Inside the woodshed, it seemed mustier than usual. Across the work bench lay a few dry leaves, his candle stumps and one or two spent matches. All stuff of his, but still the little space seemed different somehow. Had she been in here, snooping? (Or even, to be fair, looking for paint?) Or was it him? Did things seem strange the way a room looks strange after bad news? As when that young policeman had to beg his mother, ‘Oh,
please
sit down, Mrs Riley,' and, sensing what was coming, just like her, Colin had stared at that little painted jug on the sideboard and seen its colours glow more brightly than usual through air so still he could have touched it. Perhaps he was finished with the woodshed at last. Grown up. Grown out of it. Too old for spells.
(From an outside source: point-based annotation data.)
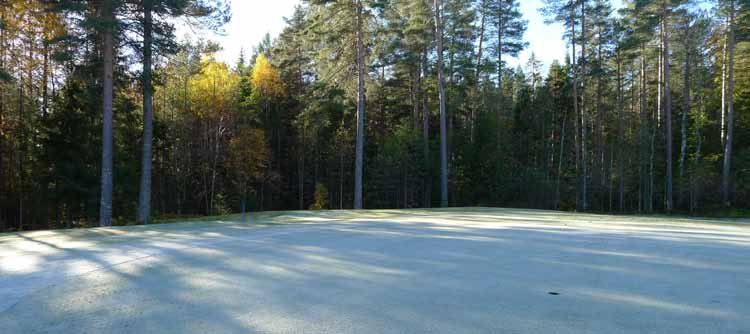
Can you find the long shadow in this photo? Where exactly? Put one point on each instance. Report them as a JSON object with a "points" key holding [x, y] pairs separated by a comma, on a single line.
{"points": [[355, 274]]}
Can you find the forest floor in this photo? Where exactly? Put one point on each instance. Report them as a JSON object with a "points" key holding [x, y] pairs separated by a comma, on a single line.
{"points": [[468, 270]]}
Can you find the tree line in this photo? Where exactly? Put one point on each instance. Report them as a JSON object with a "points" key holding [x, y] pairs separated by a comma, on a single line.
{"points": [[106, 117]]}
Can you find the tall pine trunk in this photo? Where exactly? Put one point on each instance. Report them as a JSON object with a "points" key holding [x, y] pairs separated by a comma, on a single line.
{"points": [[359, 150], [106, 12], [584, 163], [478, 71], [144, 196], [726, 172], [685, 103], [443, 116], [667, 106]]}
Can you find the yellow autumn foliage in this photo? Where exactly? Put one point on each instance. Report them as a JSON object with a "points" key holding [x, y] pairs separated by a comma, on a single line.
{"points": [[265, 79]]}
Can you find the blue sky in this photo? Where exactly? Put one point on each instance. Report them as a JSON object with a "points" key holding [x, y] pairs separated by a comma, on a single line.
{"points": [[252, 19]]}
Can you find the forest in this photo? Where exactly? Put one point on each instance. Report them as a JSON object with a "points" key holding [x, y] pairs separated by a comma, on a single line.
{"points": [[107, 117]]}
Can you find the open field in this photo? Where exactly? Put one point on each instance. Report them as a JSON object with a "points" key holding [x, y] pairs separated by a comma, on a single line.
{"points": [[471, 270]]}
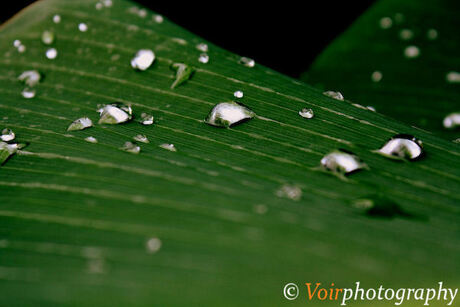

Too old for Suzie, even? That would be a shame. He
tugged at the drawer to pull her out from underneath the chisels, and have a look. Old-fashioned little creature. A real back-number – worlds away from all those knowing girls round lifts and water coolers who drove his married colleagues wild and left him cold.
Should
he be moving on and moving out? Close up the shed, shift the bolt back to the other side in case of temptation, and go and get a proper girlfriend like Helen Letherington, but, this time, make an effort to make it work? Even get married?

Oh, should he hell! His whole damn life was one long wail of ‘Colin this' and ‘Colin that'. Damned if he wanted any more people of flesh and blood to drain him dry and send him whimpering in one direction after another to serve their own purposes. Suzie was
his.
That was the point of her. Over the years, he'd built the two of them a little world in which he pulled the cigarettes he'd never smoked from his lips, dropped them where no one dared frown at him for careless littering, and ground them beneath the heel of boots he'd feel a fool to wear. ‘Come here,' he told her. And she came. And stood obediently while he peeled off her itsy-bitsy top and frilly skirt, and turned her round to that strange, featureless ledge that always materialized at just the right moment, just the right height, and took her – hard, successfully, and very fast.

Christ! Where were the tissues? Standing on tiptoes to scrabble behind the paint tins, he caught a glimpse of willie dangling and felt an idiot. The matches were so damp it took an age to start the bonfire in the tobacco tin. And by the time he'd prudently transferred the old toaster from the dustbin to the back of his car, and peeled the
stickers off the apples, it was late enough to leave Mother to telly and one of her mysterious invisible suppers.

He found her sitting on the three-legged stool beneath the stairs. He found the sight of it oddly unnerving. In all the years they'd lived in Holly House, he'd never seen his mother on that seat (nor sat on it himself since the first time, in teenage, she'd told him sharply to go park his fat bum on something more his own size). It was disquieting to see her perched somewhere so strange, yet so familiar.